TEL AVIV (AFP) - French President Francois Hollande landed in Israel on Sunday for a visit set to be dominated by the issue of world talks with Iran on its disputed nuclear programme.
The visit, Mr Hollande's first since he became president in 2012, will also see him travelling to the Palestinian territories to discuss Middle East peace talks which have been limping along for three months with little signs of progress.
Mr Hollande, who is flatlining in opinion polls at home, will also use his three-day visit to try to boost trade with the Jewish state, which stood at 2.3 billion euros (S$3.9 billion) in 2011.
Descending from the plane at Ben Gurion Airport, he was welcomed on the red carpet by his Israeli counterpart Shimon Peres and Prime Minister Benjamin Netanyahu, with whom he will hold talks later in the day.
Both Israeli leaders have urged Paris, which took a tougher line than its Western partners in the latest talks with Iran which ended last weekend, to maintain its firm stance when they meet again in Geneva on Wednesday.
"We are convinced that if Iran manufactures its bomb, all the countries of the Middle East will want to follow suit," Mr Peres told French weekly Le Journal du Dimanche.
Israel and Western powers suspect Iran's uranium enrichment programme is part of a covert drive to acquire a nuclear weapons capability, an allegation Teheran vehemently denies.
In a bid to keep up pressure as the talks resume, Mr Netanyahu will fly to Russia on Wednesday to raise the issue with President Vladimir Putin.
And he will also discuss the matter with United States Secretary of State John Kerry when he returns to Jerusalem on Friday, Mr Netanyahu told a weekly meeting of his Cabinet.
"We shall talk about this at the top of the many issues on the agenda. We shall do the same with President Putin on my visit to Moscow on Wednesday and will do the same with the American Secretary of State John Kerry, who arrives here on Friday," he said, quoted by his office.
"I hope we'll be able to convince our friends this week and in the following days to get a much better deal. It can be achieved," said Mr Netanyahu.
"Iran is under economic pressure stress, and continuing to apply pressure and even increasing it can yield a much better diplomatic result."
Mr Hollande's office said although France's "tactical approach" on Iran was different from Israel's more bellicose stance, both seek to prevent Teheran from developing a nuclear weapon.
Mr Ovadia Sofer, a former Israeli ambassador to Paris, says France and Israel share similar views on the threat posed by a nuclear Iran.
"France identifies with Israel on the issue of Iran," he told public radio.
"France had the mandate for Syria and Lebanon (after World War I), and to this day French policy is based on a basic and deep-rooted interest in those countries, and Iran jeopardises those interests."

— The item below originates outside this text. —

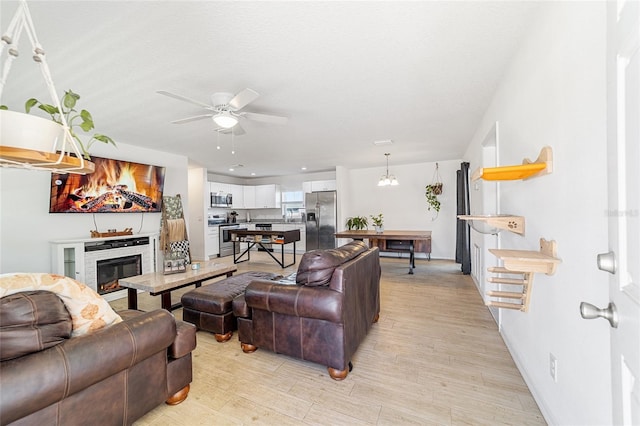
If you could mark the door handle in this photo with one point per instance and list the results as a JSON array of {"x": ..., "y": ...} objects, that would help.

Mr Sofer said France had close links with Sunni Muslim Gulf Arab counties, who are growing increasingly nervous at the prospect of a nuclear Shiite Iran on their doorstep.
On Monday, the focus is likely to be switched to the struggling Middle East peace process as Hollande goes to the West Bank city of Ramallah for talks with Palestinian President Mahmud Abbas.
French sources said he would encourage both sides to make the necessary compromises to overcome obstacles blocking progress in the US-brokered peace talks which resumed in late July after a nearly three-year hiatus.
Mr Hollande will argue for a two-state solution but is also expected to criticise Israeli settlement construction in areas the Palestinians want as part of their future state.
He will also visit the grave of Palestinian leader Yasser Arafat, who died in 2004 in a French hospital and who Swiss scientists recently said may have been poisoned with polonium.
Gaza's Islamist Hamas rulers condemned Hollande's visit, with senior official Salah al-Bardawil saying it "supports Israel and is likely to ignore Palestinian rights".
After returning from Ramallah, the French leader will then make a speech at the Israeli parliament, the Knesset.
On Tuesday morning, he will visit the graves of four victims who were shot dead by Al-Qaeda-linked gunman Mohamed Merah in and around the southern French city of Toulouse in March 2012, killing seven people in total.